The above code creates two two-dimensional arrays, a set of source landmarks and a set of destination landmarks. The first four points are the same-- they are the corners of a square. The last point is different by distance/2 in the x-coordinate. Then the warp is created from these points. The warp is applied to a new point. This warp should keep points near the corners stationary and move points near the center to the right. Finally the warp is written to disk for later use.

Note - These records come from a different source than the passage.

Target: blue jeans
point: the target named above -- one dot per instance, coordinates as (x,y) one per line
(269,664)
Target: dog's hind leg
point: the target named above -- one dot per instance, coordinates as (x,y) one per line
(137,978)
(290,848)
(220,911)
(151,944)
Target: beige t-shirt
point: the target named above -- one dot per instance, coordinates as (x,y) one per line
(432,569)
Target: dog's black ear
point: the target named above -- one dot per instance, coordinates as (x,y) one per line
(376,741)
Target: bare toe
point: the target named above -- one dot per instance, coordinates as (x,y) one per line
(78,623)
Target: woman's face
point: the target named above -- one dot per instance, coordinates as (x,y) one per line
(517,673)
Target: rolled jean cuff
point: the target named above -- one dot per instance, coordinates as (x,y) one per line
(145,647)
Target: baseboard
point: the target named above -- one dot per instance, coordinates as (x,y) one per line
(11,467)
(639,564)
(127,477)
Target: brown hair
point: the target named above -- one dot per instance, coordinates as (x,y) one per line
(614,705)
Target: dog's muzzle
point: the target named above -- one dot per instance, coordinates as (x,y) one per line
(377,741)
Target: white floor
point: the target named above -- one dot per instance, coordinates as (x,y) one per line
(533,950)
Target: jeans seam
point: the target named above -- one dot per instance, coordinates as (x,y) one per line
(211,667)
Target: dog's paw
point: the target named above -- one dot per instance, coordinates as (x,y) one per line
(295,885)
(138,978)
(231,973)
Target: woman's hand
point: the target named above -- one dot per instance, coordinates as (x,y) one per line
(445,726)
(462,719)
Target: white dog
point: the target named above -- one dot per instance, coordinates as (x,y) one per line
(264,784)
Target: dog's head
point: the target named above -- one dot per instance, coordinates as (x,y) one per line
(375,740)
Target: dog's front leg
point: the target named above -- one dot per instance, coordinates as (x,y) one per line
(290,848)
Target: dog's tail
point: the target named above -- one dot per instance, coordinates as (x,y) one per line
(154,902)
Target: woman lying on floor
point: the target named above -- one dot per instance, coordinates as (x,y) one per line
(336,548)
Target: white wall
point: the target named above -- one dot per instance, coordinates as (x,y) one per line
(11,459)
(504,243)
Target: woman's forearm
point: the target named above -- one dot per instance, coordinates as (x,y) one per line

Here is the resulting warp file:

# LandmarkWarpFile 2007-04-03
LandmarkWarpFramework 1.0 
ParameterBlock 2
SplineWarp 1.0 28
2.0 5.0 5.0 5.0 -5.0 -5.0 0.0 5.0 -5.0 -5.0 5.0 0.0 0.0060112295 -0.0 
0.0060112295 -0.0 0.0060112295 -0.0 0.0060112295 -0.0 -0.024044918 0.0 -8.0349545E-17 -0.0 
-1.3226087E-16 -0.0 7.2032137 -0.0 
ThinPlateBasis 1.0 1
2.0 

There is an example package in the library which provides landmarks for testing as well as main routines for applying the warps to existing shapes.